This is an archived article that was published on sltrib.com in 2014, and information in the article may be outdated. It is provided only for personal research purposes and may not be reprinted.

The Supreme Court of the United States made a mistake Monday when it ruled that it is generally not an unconstitutional establishment of religion for city councils to open their meetings with a prayer.

But it is mistake that will, if wiser heads prevail at the local level, do minimal damage, because the court's ruling is permissive, not mandatory.

The 5-4 decision in the case of the Town of Greece v. Galloway is unlikely to move any local body that does not already overlay its secular duties with a religious component to launch such an unwise practice.

The ruling allows those cities whose leaders know better — Salt Lake City among them — to continue to avoid even the suggestion that a governmental jurisdiction favors one faith over another, or favors belief over non-belief.

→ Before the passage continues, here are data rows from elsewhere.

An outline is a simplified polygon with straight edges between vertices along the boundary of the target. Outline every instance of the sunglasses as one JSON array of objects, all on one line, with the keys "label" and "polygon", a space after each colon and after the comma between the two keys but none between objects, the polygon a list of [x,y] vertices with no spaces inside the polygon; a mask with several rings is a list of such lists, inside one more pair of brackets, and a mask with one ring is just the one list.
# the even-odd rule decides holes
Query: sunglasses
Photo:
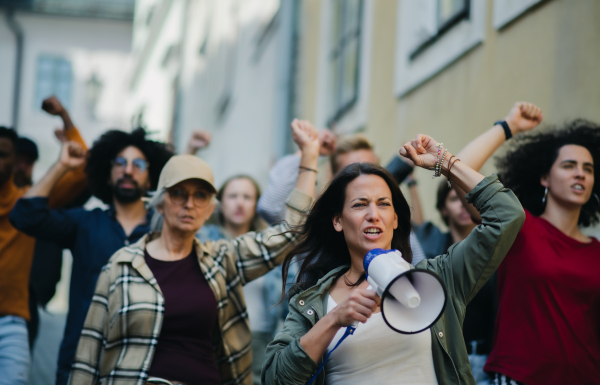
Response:
[{"label": "sunglasses", "polygon": [[[124,170],[127,167],[127,164],[129,164],[129,160],[123,158],[122,156],[117,156],[115,159],[113,159],[111,164],[116,169]],[[148,162],[141,158],[131,160],[131,164],[133,165],[134,172],[142,173],[148,169]]]},{"label": "sunglasses", "polygon": [[[171,202],[178,206],[183,206],[188,199],[190,198],[190,194],[182,189],[168,189],[169,197],[171,198]],[[210,203],[211,194],[206,191],[196,191],[192,194],[192,201],[194,202],[194,206],[196,207],[204,207]]]}]

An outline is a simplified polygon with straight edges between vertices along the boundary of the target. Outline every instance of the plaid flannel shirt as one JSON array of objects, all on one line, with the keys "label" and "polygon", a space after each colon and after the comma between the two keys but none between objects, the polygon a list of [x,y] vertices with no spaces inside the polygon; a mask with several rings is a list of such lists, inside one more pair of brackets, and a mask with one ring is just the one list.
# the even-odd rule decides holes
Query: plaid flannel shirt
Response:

In upholding the right of the town board of Greece, N.Y., to open its meetings with overtly Christian prayers, the majority opinion by Justice Anthony Kennedy adopted the jurisprudence of, "But we've always done it this way."

He held that no one is really being forced to participate in or endorse any particular religious observance or tradition as a price of admission to a public meeting. They can always just ignore what is being said, Kennedy wrote, or even wait outside while the prayer is being offered.

Maybe.

But it would be much more in keeping with the American belief in separation of church and state — the belief that has spared our society the kinds of bloody disagreements that usually accompany the mixture of the sacred and the secular — for local governments to take their guidance from the minority opinion by Justice Elena Kagan.

Her much more powerful and realistic argument is that no government agency should skate anywhere near behavior that so much as hints that citizens who have business before it will receive preferable treatment if they follow, or pretend to follow, a particular religious faith.

It is wrong for any government to even subliminally suggest that a citizen is more, or less, likely to win a contract, a permit or an appropriation based, not on the soundness of their argument or the justness of their cause, but on the religious faith that they do, or do not, share with those in power.

The court, though, properly left it up to each city to decide whether it wants to needlessly clutter its public gatherings with references, often watered down beyond recognition, to beings and beliefs that not all their citizens share.

Local government should earn this trust, and do away with prayers at public meetings.